Be aware that you are critiquing your logo by looking at it again and again for long durations. Your customers do not offer you this luxury. They are either skimming your logo while talking on the phone, trying to find a parking spot or shielding their kids from the nearby road. Your logo needs to have impact and be simple.
Your logo MUST be legible. Do not use a flowing cursive font at the expense of legibility. If your logo cannot be read, it is next to useless.
Setting Your Logo Dimensions
Pay attention to the dimensions of your logo. Do you want a predominantly portrait (tall) logo, a landscape (wide) logo or a square dimensioned logo? Be mindful wider or squarer logos are usually a lot easier to apply to websites, business cards, products and brochures. The taller or wider a logo is, the more difficult it will be to work with.
Alternatively you can produce two logo versions – a portrait version and a landscape version. Just ensure you have clear guidelines around when one should be used over the other. Consistency is the key.
Assess Whether Your Logo ‘Works’
You’ve been unnaturally staring at your logo for days now. As you try to fend off tunnel vision, it’s time to see if your logo still cuts the mustard. It’s time to test your logo on a variety of your applications. This includes websites, brochures, business cards and any other pieces that spring to mind. To test, either physically cut and paste your new logo onto existing materials or ‘print screen’ your new logo onto your website.
Does it sit well? Does it complement and emphasise your other branding?

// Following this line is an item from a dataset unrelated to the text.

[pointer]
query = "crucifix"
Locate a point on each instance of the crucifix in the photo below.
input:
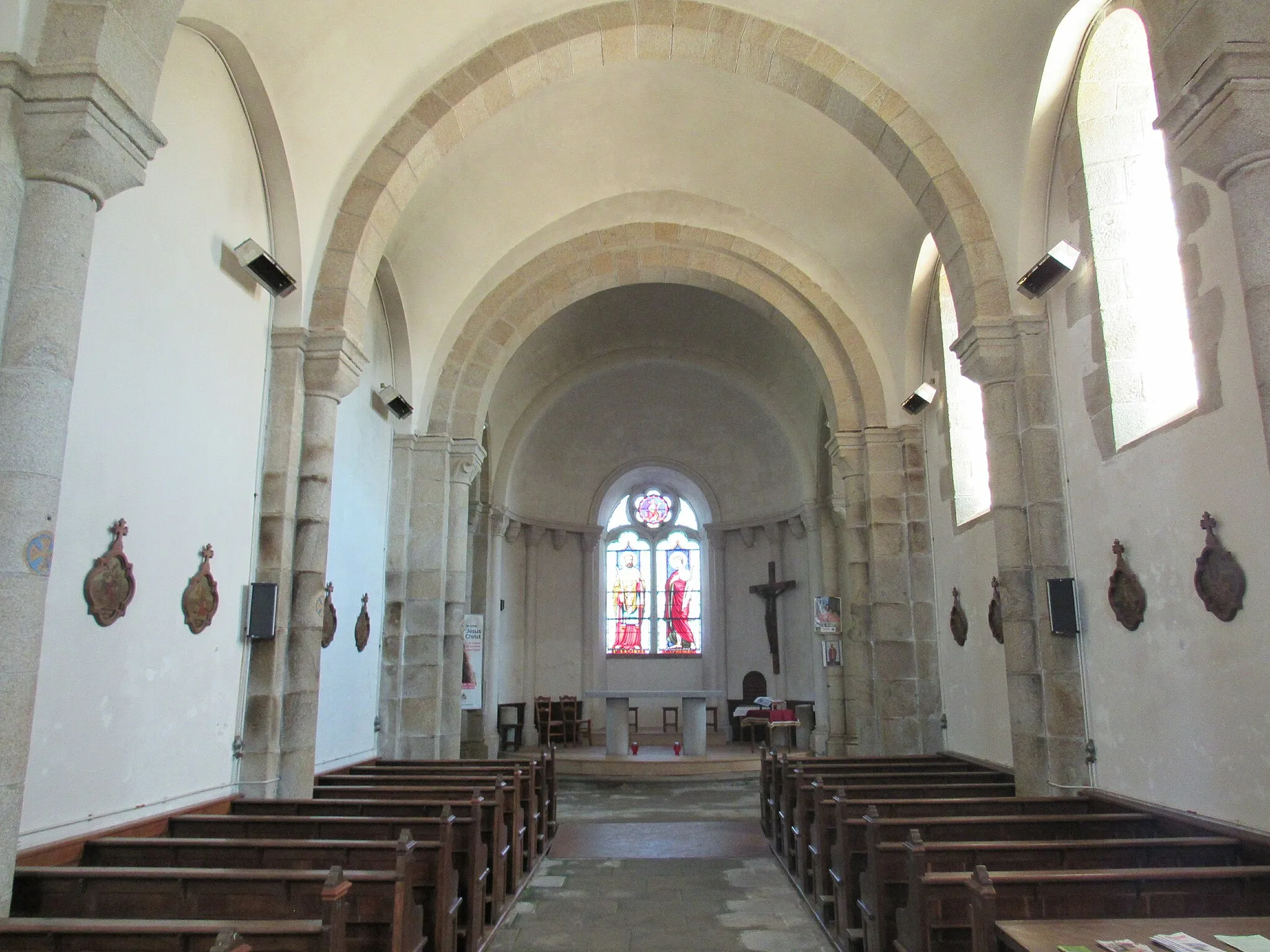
(770, 593)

If you are unsure, it may be a good idea to forward examples of your applications to your designer so they can work within your required application scope.

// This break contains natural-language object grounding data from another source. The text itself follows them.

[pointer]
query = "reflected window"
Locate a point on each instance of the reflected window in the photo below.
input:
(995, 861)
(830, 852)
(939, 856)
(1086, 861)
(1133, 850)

What is the Best Colour For Your Logo?
Hurray, now it’s time to move to technicolour. Your logo designer should recommend at least two or three colour schemes. When assessing these schemes, be mindful of:
- The personality of your small business
- What each colour represents in your industry
- The colours that your competitors use. Don’t copy
- What each colour represents emotionally
For an overview of how colour influences emotion, check out the site Color Wheel Pro
Bear in mind that you can vary the intensity and shade of your colours to either soften impact or increase dramatic effect. Once colours are agreed, ask your designer to document the CMYK, RGB, HECS and PMS colour breakdowns of every colour in your logo. These are the unique codes that represent your colours across various print and online applications. Don’t worry if you don’t know what these acronyms mean, just keep the codes in a safe place for now, as you will need to reference these colours when you’re producing materials for your small business.
Did you come unstuck on any of these areas when you designed your logo?